Senior Vice President, Public Policy, SIIA
Mark MacCarthy directs SIIA’s public policy initiatives in the areas of intellectual property enforcement, information privacy, cybersecurity, cloud computing and the promotion of educational technology. He is also an adjunct faculty member at Georgetown University, where he teaches courses in information privacy and tech policy in the Communication, Culture, and Technology Program, and courses in political philosophy in their Philosophy Department. His previous public policy experience includes senior positions with Visa, Inc., the Wexler Walker Group and Capital Cities/ABC and the Energy and Commerce Committee of the U.S. House of Representatives. He holds a Ph.D in philosophy from Indiana University and an MA in economics from the University of Notre Dame.
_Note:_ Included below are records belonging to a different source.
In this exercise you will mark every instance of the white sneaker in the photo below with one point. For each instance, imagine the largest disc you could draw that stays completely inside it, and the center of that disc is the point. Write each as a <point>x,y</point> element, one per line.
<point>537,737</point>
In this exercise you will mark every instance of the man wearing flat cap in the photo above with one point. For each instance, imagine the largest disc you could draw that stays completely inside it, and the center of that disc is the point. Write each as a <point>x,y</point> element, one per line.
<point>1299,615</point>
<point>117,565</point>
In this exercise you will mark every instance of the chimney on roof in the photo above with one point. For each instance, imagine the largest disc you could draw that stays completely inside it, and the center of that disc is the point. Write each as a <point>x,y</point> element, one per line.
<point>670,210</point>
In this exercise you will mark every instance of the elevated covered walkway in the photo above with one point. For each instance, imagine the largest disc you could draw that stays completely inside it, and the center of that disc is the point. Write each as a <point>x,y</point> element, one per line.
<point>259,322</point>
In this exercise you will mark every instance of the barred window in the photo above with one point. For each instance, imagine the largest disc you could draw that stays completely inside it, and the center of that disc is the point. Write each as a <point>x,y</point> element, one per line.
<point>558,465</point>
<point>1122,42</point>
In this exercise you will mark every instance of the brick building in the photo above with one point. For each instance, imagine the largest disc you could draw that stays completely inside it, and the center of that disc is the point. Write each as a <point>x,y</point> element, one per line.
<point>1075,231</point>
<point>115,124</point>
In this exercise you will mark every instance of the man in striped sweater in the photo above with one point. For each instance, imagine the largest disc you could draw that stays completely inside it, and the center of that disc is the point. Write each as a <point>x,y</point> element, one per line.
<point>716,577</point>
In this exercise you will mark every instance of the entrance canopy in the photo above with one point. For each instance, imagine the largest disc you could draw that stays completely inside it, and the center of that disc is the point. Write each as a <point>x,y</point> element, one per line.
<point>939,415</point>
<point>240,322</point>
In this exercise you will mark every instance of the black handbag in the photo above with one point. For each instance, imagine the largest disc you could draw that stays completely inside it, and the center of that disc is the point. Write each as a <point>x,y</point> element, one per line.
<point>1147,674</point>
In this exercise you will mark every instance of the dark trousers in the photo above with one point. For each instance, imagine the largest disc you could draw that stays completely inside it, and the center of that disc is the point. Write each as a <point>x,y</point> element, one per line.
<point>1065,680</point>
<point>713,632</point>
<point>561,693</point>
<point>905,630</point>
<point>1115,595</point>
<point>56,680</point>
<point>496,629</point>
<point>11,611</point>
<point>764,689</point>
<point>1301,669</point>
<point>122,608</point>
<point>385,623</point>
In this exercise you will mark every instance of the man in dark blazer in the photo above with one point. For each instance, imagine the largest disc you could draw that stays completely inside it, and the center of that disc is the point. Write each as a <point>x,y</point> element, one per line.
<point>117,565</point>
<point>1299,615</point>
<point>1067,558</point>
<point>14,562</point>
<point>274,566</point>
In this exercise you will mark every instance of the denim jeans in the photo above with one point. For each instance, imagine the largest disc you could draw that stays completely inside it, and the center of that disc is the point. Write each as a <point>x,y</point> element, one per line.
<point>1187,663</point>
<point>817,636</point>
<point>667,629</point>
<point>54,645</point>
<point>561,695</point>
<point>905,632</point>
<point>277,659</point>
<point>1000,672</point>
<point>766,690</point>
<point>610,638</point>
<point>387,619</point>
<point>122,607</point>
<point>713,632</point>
Peter Maybarduk directs Public Citizen’s Access to Medicines and knowledge economy group, which helps partners around the world overcome high-price pharmaceutical monopolies and secure the benefits of science, technology and culture for all. Maybarduk is an intellectual property expert and presently a visiting fellow with the Information Society Program at Yale Law School. Maybarduk’s work has yielded HIV/AIDS medicine price reductions, new state access to medicines policies and global shifts toward anti-counterfeiting policies that safeguard generic competition. His analysis and advocacy have been instrumental in developing widespread opposition to harmful measures in the proposed Trans-Pacific Partnership. Maybarduk’s work for public health and an open knowledge economy has been covered in The New York Times, The Wall Street Journal, The Times of India, The Washington Post, The Guardian and other major papers. Read Public Citizen’s recent profile of Maybarduk and his work.
Sanford C. Reback
Director, Global Public Policy, Akamai
Sanford Reback, Director of Global Public Policy at Akamai Technologies, has more than 25 years of policy, business, and legal experience in the technology sector. He served as Deputy General Counsel for Policy at UUNET Technologies, then the world’s largest Internet service provider (ISP); Senior International Counsel at MCI, then a Fortune 100 company; and a senior executive at two venture-backed technology companies. In the Executive Office of the President at the U.S. Trade Representative, Reback helped negotiate NAFTA, the World Trade Organization agreements, and several international technology agreements. Immediately prior to joining Akamai, he was Senior Technology Analyst and Director of Global Business at Bloomberg Government. Reback holds a B.A. in political science from Stanford University, a J.D. from Harvard Law School, an M.P.A. from Harvard’s Kennedy School of Government, and was a Fulbright Fellow in London.
Tracey D. Samuelson
Reporter, Marketplace Radio
Tracey D. Samuelson is a staff reporter for APM Marketplace focusing on business, finance, and technology. Samuelson’s stories have aired on NPR’s Morning Edition, All Things Considered, Planet Money, and APM’s Marketplace, and in print for the Christian Science Monitor, New York Magazine, Global Post and other publications.